Many people – not all, it must be said, but certainly many – receive the news of a coming baby with joy and welcome. From my non-psychologist psychological perspective, I figure it’s about as close to a life-reset as an individual is going to get – everyone has scars, luggage, and hang-ups, but a brand new life is, at least for a brief period, free of these. It’s one of the few events in a person’s life that can truly be called life-changing, meant here not only in its positive connotation: put your life in a shoebox, shake it violently, throw the contents out, and there it is. Your life!
When it was known that our own children were on their way, my wife and I shared in the same sentiment of joy and welcome. However, on my end at least, there was another feeling. It was a feeling born from a notion of parenthood that, it seems, is not often pondered on and much less mentioned since it might come off as too taboo to say. I’ll say it here, though:
Having children is an act of selfishness.
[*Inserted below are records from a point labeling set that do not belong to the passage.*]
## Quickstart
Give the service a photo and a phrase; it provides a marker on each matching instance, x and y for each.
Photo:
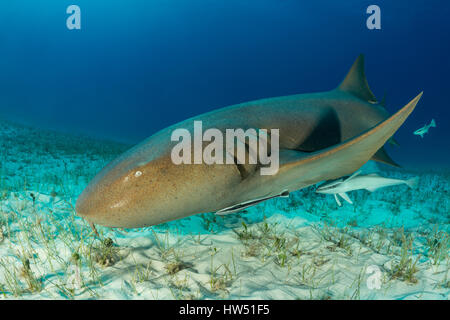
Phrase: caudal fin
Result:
(412, 183)
(342, 159)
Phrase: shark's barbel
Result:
(322, 136)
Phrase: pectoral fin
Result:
(337, 200)
(345, 197)
(243, 205)
(383, 157)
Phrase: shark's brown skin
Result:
(322, 136)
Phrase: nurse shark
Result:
(322, 136)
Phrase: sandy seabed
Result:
(391, 244)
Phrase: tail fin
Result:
(412, 183)
(344, 158)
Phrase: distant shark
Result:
(369, 182)
(322, 136)
(420, 132)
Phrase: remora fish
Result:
(369, 182)
(322, 136)
(420, 132)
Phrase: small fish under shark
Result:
(420, 132)
(369, 182)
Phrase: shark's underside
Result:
(322, 136)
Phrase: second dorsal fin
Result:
(356, 83)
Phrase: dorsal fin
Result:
(356, 83)
(353, 175)
(383, 101)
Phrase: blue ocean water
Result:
(138, 66)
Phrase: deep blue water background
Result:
(138, 66)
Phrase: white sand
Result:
(286, 250)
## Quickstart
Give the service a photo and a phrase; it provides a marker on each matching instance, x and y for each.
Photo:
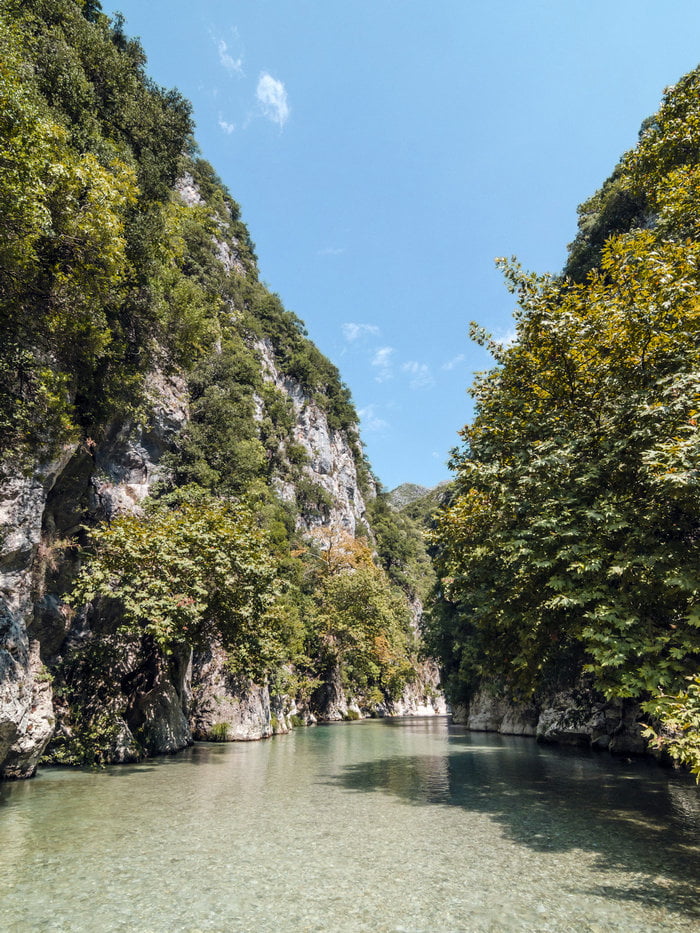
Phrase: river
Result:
(381, 825)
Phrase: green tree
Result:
(572, 541)
(190, 571)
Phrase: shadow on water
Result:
(636, 817)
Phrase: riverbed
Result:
(381, 825)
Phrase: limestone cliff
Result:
(140, 353)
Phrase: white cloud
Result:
(507, 339)
(353, 332)
(454, 362)
(382, 363)
(231, 64)
(226, 127)
(421, 376)
(370, 420)
(272, 97)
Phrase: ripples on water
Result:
(391, 825)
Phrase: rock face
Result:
(571, 717)
(140, 701)
(223, 708)
(39, 514)
(331, 461)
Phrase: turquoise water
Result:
(389, 825)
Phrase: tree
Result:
(573, 541)
(189, 571)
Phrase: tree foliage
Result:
(190, 571)
(360, 623)
(573, 538)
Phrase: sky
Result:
(385, 152)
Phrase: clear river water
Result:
(381, 825)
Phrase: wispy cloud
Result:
(371, 421)
(231, 64)
(225, 126)
(353, 332)
(454, 362)
(272, 97)
(421, 377)
(382, 362)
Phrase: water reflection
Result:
(634, 816)
(372, 826)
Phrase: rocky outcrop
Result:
(224, 708)
(578, 716)
(26, 716)
(331, 460)
(40, 515)
(423, 697)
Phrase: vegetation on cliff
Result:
(123, 255)
(572, 542)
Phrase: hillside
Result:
(568, 557)
(188, 522)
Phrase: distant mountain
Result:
(405, 494)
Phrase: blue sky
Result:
(384, 152)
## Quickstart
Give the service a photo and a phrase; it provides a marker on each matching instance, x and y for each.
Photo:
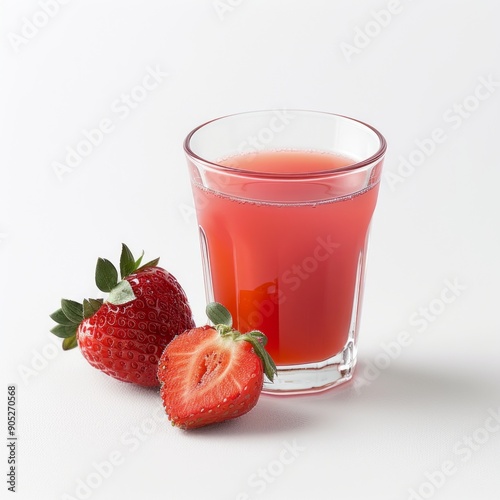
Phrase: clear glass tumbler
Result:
(284, 200)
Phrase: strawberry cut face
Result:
(207, 378)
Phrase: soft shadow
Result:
(270, 416)
(419, 389)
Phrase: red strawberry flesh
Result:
(206, 378)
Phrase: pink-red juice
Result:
(288, 263)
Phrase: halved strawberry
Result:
(124, 336)
(211, 374)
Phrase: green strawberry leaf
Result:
(139, 260)
(127, 262)
(91, 306)
(151, 263)
(69, 343)
(106, 275)
(219, 315)
(121, 293)
(223, 322)
(64, 331)
(72, 310)
(255, 338)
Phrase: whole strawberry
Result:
(211, 374)
(125, 335)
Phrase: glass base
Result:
(314, 377)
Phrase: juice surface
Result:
(288, 269)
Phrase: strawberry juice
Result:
(284, 200)
(290, 267)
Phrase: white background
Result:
(427, 407)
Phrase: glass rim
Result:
(375, 157)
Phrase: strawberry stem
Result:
(223, 322)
No one asks to be born. We are forced into this world without our permission, without being asked what kind of parents we’d like, what neighborhood we’d prefer to live in, what country, religion, or schools we’d like to be raised in or avoid. We come here strictly through the private act of two individuals we didn’t get a chance to interview and without any guarantee that they’ll be around in the way we’d like for them to be around. Chances are, these two individuals will probably depart this world before their children will, leaving them with questions still unanswered, worries still unpacified, fears and uncertainties that will go on until the day they too will die.
When our first child was still developing in the womb, I had private conversations with many expected emotions, ranging from joy to “what shit storm did I just get myself into?!?”. I never anticipated, however, that one of the emotions I had to grapple with would be a sense of guilt and even apology.
No doubt we’d make as pleasant a home as possible: prepared a room with a crib and pink frosty walls, cheery and trouble-free plush toys, more blankets and onesies than they will ultimately need. But the thoughts remained. I was about to bring a person into the world. This world. A world that holds immeasurable beauty and wonder and an abundance of general awesomeness: terrific stories and off-colored jokes; hot Summer Saturdays with 7-Eleven Slurpees; cold and lazy Winter Break Sundays, blanket-wrapped in the living room for an all-day movie marathon; grass under bare feet; shared cotton candy; long rides on bicycles; art and music.
But it’s also a world where there would be no escape from pain, lies, and deceit. I would be bringing a person to a place where people do the most atrocious things to one another, where violence to the mind and body is never far away, where no one escapes without disillusionment and a broken heart.
…and I made the willing choice to bring someone here to experience that. All of that.
As a soon-to-be parent, this thought weighed on me. Tried as I might to reason it away – to tell myself that all of the awfulness must be taken with the above-mentioned good, that the dark ultimately helps to define the light, that life will always be a mixture of pleasure and pain – the fact didn’t change that they would indeed experience the dark side of life along with the pleasurable. And for that, I felt sorry.
They’re still young enough now where childhood, for the most part, shields them from the ills and pains of the world. The day will come soon enough, however, when that veil will be removed. With the years, I’ve made as good a peace with that fact as I possibly could and I offer as much of the pleasant and the wonder that life has while I still can. Creating an illusion, perhaps – a protective bubble made from love and responsibility, perpetually reinforced daily. So be it. There will plenty of time for disillusion later.